At the University of Maryland Medical Center, 110 children took part in the study. Two-thirds of the children received the nasal flu vaccine, and one-third received a placebo.
Only one percent of the 1,070 children who received the vaccine developed culture-confirmed influenza during last year's flu season, compared to 18 percent of 532 children the same age who received a placebo. The researchers also found that the nasal flu vaccinations reduced the incidence of influenza-related complications, such as ear infections accompanied by fever. There was also a decreased use of antibiotics in the group that was vaccinated, which is important because of concern over the emergence of bacteria resistant to antibiotics.
"Our study found the vaccine to be safe and well-tolerated, and we believe it may have a significant public health impact in preventing flu illnesses within families and the community at large," says Karen Kotloff, M.D., a pediatrician at the University of Maryland Medical Center and associate professor at the University of Maryland School of Medicine who is also a co-author of the study. "Since this vaccine does not require a shot, it is likely to be much more widely accepted," Dr. Kotloff added.

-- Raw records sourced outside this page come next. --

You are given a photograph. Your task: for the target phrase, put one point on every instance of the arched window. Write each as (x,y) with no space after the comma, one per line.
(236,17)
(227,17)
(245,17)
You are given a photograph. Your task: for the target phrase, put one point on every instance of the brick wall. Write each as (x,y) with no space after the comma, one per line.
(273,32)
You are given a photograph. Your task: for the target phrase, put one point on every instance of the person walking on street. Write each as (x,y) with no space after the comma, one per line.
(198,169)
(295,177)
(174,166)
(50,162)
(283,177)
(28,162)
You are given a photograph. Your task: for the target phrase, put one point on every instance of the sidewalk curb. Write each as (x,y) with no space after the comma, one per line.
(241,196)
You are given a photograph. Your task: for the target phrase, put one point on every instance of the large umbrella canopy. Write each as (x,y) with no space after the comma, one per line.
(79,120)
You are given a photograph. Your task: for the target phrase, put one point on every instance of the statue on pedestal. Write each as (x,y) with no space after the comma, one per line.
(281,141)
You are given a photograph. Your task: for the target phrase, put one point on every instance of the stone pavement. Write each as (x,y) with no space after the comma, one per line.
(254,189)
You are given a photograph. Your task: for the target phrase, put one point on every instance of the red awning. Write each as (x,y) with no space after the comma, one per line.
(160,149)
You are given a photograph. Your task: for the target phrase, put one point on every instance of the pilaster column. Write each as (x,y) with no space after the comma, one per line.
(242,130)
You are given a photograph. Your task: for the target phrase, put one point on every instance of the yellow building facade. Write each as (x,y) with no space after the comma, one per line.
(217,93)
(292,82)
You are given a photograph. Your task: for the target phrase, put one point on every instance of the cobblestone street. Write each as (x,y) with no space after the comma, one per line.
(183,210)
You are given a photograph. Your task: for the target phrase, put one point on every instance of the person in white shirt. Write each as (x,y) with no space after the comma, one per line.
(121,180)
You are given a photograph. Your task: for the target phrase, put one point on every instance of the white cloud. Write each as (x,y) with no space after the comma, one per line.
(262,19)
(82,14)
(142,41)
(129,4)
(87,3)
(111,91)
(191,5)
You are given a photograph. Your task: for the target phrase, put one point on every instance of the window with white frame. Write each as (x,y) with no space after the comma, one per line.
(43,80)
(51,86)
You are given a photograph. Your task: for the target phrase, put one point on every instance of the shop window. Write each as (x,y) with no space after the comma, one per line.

The new vaccine is made from a weakened influenza virus. While it cannot cause influenza, it is designed to stimulate antibodies in the nasal passage that protect against naturally acquired infection. As with the current licensed vaccine given by injection, the new nasal spray vaccine contains two strains of influenza A and one strain of influenza B.
The flu affects up to 50 million people a year in the United States. Epidemics usually occur between late fall and early spring. More than 20,000 people die from influenza and its complications each year. An estimated $4.6 billion is spent annually on direct medical costs related to influenza. By the age of five, many children have had the flu at least three times.
The study was co-sponsored by the National Institute of Allergy and Infectious Disease (NIAID), one of the National Institutes of Health, and Aviron, a biopharmaceutical company in Mountain View, California. The company has named the new product FluMist.
"This is the only nasal vaccine shown in a large study to be effective in preventing an illness," says Dr. Kotloff. "The next step would be for Aviron to apply to the FDA for licensure. If that occurs, the vaccine could be available by the fall of 1999," she adds.
The study was conducted at NIAID-sponsored Vaccine and Treatment Evaluation Units at the University of Maryland Medical Center in Baltimore, St. Louis University (the lead center), Baylor College of Medicine, Harbour-UCLA Research and Education Institute, the University of Rochester, Children's Hospital Medical Center in Cincinnati and at four Aviron-supported sites included Vanderbilt University in Nashville, TN, the University of Virginia, Charlottesville, VA, the Pittsburgh Pediatric Research Center in Pittsburgh, PA and at a practice in Bardstown, Kentucky.
The six VTEUs are part of a network of university-based sites funded by the NIAID to conduct research into new and improved vaccines against major childhood and adult diseases. Scientists at the University of Michigan, NIH and Aviron developed the new vaccine.